Se la locuzione sia realmente in grado di ricomprendere un eccessivamente ampio ventaglio di ipotesi, così da perdere la propria finalità selettiva, si finirebbe per attribuire al giudice un ruolo determinante, un’ampia discrezionalità circa l’applicabilità o meno dell’istituto, permettendogli in tal modo di assumere scelte fortemente incidenti sui diritti difensivi delle parti.

In realtà, il riferimento normativo alla particolare complessità del dibattimento quale condizione per il ricorso alla partecipazione a distanza, rischia di vanificare le finalità selettive che la condizione stessa dovrebbe soddisfare. Il rischio è che si venga ad instaurare una sorta di automatico ricorso alla videoconferenza ogni volta che il procedimento riguardi i reati di cui all’art. 51, comma 3 bis c.p.p., data la complessità quasi sempre riscontrabile in tali processi. La stessa formulazione della fattispecie incriminatrice dell’art. 416 bis c.p.p. è costruita in maniera tale da postulare la presenza di più imputati: in tal modo si rischierebbe di trasformare l’istituto della partecipazione a distanza come il normale metodo di accertamento dei delitti di mafia, vanificando gli sforzi ‘contenitivi’ del legislatore, e rischiando di compromettere la compatibilità costituzionale della norma.

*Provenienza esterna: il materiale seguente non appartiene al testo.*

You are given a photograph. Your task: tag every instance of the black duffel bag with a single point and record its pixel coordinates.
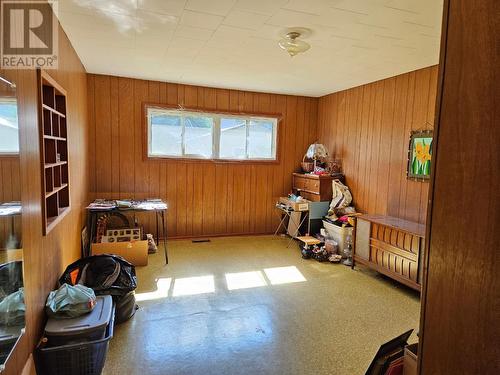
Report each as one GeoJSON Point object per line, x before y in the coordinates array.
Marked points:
{"type": "Point", "coordinates": [106, 275]}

L’analisi della disciplina contenuta all’interno degli artt. 146 bis e 147 bis disp. att. c.p.p. evidenzia come la normativa predisposta dal legislatore abbia raggiunto un ragionevole equilibrio, creando una disciplina che consente di tutelare esigenze di sicurezza collettiva, incolumità e celerità processuale senza tuttavia frustrare i diritti difensivi delle parti. Mediante tale intervento normativo il legislatore sembra essere riuscito nell’intento di creare un doppio binario normativo apportando minime lesioni ai diritti degli imputati.